1.8-2.6mm (male), 2.3-2.7mm (female). Elongate oval with a small head, transverse pronotum and elongate elytra which are much broader across the base than the base of the pronotum. Body reddish brown to black and usually obvious beneath the scales, appendages pale red, often with the femora darker. Head with short divergent temples behind symmetrical and weakly convex eyes, interocular distance slightly narrower than the base of the rostrum. Surface with dense forwardly-directed narrow pale setae. Female rostrum almost as long as the head and rostrum combined, male rostrum a
little longer than the pronotum.

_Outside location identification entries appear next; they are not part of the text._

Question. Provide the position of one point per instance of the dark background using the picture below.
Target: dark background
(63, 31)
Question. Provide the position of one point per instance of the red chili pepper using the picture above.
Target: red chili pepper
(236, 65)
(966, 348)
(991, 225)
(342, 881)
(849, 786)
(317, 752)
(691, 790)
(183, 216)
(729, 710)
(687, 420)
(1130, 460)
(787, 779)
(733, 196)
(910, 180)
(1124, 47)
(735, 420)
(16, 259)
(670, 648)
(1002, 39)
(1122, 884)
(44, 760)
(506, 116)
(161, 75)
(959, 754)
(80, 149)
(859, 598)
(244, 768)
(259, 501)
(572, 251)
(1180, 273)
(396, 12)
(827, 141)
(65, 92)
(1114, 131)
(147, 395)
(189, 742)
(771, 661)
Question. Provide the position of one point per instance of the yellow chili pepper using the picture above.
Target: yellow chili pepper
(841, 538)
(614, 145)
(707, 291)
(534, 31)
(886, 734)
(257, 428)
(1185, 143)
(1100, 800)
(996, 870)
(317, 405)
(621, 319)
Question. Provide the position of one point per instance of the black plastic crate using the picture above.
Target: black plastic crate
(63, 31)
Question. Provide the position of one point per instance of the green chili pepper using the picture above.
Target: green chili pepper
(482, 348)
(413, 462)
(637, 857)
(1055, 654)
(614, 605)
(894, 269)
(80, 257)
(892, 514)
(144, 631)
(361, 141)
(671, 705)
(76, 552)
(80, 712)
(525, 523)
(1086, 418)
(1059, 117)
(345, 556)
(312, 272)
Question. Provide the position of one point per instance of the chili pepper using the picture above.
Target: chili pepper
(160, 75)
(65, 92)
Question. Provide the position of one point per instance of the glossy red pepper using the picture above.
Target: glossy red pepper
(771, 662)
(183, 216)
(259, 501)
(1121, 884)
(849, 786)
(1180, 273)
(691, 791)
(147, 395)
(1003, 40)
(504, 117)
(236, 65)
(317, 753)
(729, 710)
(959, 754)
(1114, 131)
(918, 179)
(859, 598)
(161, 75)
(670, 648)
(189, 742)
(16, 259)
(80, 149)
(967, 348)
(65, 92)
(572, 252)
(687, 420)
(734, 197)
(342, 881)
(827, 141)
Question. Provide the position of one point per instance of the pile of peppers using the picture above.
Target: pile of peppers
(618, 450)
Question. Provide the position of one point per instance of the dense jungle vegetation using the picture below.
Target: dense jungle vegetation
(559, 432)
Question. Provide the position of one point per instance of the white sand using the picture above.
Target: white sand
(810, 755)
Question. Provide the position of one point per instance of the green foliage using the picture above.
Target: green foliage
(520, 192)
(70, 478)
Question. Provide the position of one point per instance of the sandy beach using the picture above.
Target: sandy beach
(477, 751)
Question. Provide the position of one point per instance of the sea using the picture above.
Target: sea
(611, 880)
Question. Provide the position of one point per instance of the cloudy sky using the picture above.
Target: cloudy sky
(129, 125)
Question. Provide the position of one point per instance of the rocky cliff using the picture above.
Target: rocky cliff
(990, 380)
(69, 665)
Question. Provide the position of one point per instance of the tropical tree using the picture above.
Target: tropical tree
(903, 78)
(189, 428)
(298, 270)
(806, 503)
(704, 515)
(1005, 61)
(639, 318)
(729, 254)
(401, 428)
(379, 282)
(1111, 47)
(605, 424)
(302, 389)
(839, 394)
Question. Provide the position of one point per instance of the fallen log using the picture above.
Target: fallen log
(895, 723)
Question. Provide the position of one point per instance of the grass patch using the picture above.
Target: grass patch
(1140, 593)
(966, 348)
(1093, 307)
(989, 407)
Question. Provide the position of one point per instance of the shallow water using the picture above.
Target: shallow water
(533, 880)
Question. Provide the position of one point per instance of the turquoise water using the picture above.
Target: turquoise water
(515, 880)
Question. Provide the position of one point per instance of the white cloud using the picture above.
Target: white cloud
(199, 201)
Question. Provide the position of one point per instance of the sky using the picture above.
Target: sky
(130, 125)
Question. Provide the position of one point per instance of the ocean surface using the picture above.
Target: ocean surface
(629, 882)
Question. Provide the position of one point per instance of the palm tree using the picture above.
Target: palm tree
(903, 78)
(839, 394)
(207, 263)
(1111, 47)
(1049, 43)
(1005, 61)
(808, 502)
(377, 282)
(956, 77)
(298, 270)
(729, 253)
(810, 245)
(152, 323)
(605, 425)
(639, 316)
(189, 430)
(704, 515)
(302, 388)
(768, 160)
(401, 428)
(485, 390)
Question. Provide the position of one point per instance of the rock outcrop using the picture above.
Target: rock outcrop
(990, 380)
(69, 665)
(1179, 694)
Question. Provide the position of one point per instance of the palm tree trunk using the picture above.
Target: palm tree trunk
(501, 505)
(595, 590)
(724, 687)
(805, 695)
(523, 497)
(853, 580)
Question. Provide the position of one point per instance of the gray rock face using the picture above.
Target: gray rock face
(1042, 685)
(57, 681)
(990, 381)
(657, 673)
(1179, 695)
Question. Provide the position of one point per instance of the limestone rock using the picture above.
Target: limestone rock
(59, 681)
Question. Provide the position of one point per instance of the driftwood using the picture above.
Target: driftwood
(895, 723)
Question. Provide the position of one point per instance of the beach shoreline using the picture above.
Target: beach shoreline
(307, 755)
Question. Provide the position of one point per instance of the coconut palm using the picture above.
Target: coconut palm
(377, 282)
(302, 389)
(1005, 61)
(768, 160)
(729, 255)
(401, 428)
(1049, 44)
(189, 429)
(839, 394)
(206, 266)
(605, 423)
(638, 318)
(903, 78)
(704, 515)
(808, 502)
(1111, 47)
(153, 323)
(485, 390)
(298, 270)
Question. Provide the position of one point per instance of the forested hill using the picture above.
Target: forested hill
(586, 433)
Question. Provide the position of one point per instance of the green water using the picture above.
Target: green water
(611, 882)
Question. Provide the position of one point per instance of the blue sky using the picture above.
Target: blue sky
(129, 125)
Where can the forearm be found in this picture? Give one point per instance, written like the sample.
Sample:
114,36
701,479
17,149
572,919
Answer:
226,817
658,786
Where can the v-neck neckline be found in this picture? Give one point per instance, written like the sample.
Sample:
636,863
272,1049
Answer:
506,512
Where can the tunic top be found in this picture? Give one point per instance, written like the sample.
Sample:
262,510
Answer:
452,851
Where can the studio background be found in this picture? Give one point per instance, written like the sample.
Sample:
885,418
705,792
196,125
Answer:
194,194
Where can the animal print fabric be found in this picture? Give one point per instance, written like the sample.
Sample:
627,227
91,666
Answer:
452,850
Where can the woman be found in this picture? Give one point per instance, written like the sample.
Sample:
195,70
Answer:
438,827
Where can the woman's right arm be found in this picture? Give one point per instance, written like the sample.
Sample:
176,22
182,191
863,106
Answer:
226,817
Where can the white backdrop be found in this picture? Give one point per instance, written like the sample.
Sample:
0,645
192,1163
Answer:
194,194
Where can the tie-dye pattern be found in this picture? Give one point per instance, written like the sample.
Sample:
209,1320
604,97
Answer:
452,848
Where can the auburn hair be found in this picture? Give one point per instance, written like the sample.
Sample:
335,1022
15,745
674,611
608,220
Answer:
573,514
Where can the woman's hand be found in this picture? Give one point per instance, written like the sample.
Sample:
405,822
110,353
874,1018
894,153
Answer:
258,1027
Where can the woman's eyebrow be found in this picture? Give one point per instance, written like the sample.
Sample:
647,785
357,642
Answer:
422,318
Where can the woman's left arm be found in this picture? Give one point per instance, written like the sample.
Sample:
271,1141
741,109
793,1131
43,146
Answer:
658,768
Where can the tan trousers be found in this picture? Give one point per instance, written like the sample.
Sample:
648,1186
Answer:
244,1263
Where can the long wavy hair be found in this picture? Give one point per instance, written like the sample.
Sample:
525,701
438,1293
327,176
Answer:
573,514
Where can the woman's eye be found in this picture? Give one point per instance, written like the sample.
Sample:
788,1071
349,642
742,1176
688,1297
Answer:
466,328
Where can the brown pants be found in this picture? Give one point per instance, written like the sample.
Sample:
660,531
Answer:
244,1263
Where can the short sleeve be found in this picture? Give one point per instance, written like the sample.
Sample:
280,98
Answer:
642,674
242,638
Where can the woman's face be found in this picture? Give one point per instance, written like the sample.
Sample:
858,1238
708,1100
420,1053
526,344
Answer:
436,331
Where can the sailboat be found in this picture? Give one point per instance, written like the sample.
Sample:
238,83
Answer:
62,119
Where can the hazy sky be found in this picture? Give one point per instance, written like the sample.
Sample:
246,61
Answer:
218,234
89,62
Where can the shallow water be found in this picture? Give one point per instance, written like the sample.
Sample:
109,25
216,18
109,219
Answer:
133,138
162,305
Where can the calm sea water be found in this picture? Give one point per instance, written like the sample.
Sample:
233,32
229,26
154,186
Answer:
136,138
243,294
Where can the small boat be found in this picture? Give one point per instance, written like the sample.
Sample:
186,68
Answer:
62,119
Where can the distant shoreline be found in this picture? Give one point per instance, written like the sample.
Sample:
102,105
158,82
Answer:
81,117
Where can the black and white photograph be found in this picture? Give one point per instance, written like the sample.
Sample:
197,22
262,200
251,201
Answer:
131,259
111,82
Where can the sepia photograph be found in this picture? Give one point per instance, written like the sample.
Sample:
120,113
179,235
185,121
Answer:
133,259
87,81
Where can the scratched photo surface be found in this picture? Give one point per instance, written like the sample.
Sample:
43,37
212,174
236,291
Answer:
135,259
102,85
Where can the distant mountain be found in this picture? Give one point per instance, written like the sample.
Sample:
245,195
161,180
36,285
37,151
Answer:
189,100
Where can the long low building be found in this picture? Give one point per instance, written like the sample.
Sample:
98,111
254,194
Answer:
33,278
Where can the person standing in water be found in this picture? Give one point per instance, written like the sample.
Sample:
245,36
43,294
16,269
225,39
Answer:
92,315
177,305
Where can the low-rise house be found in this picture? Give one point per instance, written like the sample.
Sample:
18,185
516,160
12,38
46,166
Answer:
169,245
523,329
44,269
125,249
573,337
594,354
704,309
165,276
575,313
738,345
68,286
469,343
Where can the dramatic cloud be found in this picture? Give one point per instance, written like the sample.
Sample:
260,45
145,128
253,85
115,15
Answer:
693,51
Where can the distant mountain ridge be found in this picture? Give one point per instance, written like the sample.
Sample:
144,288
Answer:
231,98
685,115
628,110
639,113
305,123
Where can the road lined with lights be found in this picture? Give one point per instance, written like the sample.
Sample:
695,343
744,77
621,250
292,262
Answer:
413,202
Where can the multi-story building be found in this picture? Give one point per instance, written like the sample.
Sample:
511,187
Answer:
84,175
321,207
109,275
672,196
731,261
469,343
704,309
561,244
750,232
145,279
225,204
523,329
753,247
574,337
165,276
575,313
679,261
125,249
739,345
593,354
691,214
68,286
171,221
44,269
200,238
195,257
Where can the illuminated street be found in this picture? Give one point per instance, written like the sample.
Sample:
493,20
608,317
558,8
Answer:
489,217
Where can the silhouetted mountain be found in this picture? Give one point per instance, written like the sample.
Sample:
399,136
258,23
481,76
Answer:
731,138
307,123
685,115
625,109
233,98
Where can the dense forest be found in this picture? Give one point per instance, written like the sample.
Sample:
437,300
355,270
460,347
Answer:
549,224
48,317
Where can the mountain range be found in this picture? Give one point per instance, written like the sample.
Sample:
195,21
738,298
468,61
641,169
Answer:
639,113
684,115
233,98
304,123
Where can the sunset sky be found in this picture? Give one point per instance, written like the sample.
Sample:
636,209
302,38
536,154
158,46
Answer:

Antennae inserted about the middle of the rostrum, funiculus 7-segmented but may appear 6-segmented as the eighth segment is transverse and forms the base of the club. Pronotum widest about the base and subparallel or weakly narrowed in the basal third, then strongly narrowed to a weak subapical constriction and weakly curved anterior margin. Surface with shallow punctures visible under pale elongate scales that are directed obliquely forward. Scutellum small, triangular and densely clothed with setae. Elytra about 1.3X longer than wide, widest about the middle and weakly rounded laterally, with complete punctured striae between wide and flat interstices, with moderately dense recumbent scale-like setae which are often denser on the first interstice. Femora and tibiae unarmed, tibiae unmodified apically. Tarsi pseudotetramerous with the terminal segment longest. Claws well-separated at the base, smooth and without a basal tooth.
A second European species, A. sericeus Gyllenhal, 1836, is also widespread and locally common on the same hosts but does not occur in the UK, it differs from the present species in having the antennal club and often the distal part of the funiculus black and very dense fine scale-like dorsal setae which in places obscure the elytral striae.